S&P Global/IHS Markit Composite PMI PMI data for services and manufacturing is set to be released in the euro zone, France, Germany, Japan and the United States. The Eurozone reading is expected to fall from 49.9 in July to 49.5 in August.
What else we read
The rise and rise of Korean pop culture Today, Korean culture is so pervasive in the West that K-pop idols are invited to the White House, K-pop stars are global ambassadors for luxury brands, and Korean series are breaking world records. hearing. But that wasn’t always the case. This is how the global spread of Korean pop culture has accelerated.
Soaring fertilizer prices threaten to trigger a food crisis in Africa The price of nitrogen-based fertilizers hit record highs in line with natural gas costs following the war in Ukraine. Producers have reduced use in response, threatening to reduce food production and aggravate a global food crisis and raising the prospect of social unrest on the continent.
How a 20-year-old college student made $110 million riding the meme stock wave He may not have succeeded in his bid to become America’s youngest president at the age of 18, but last week Jake Freeman became one of the youngest investors to generate a nine-figure windfall by trading the same stock frenzy.
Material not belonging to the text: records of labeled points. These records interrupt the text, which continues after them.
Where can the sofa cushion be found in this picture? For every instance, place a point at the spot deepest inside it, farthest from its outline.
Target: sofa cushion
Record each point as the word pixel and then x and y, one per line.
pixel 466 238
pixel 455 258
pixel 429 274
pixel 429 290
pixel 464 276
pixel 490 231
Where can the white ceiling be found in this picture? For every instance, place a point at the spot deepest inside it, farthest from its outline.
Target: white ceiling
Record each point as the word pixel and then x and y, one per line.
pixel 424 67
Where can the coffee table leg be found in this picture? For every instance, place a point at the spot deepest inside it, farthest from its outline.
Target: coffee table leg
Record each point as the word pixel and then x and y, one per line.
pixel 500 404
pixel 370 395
A Taiwan War Could Go Nuclear The most important question regarding a potential war in Taiwan between the United States and China is whether such a conflict could remain non-nuclear. Policymakers and the American public can no longer ignore the fact that a new nuclear age has begun, writes Michael Auslin, author and fellow at the Hoover Institution at Stanford.
Why staff are sent to bond with nature According to a recent global survey, most workers are unable to explain their own company’s climate commitments. Could environmental retreats – from sleeping in the woods to hugging trees – solve the problem?
Have you fallen for the madness of canned wine? These six brands of canned vintages are much better than you think.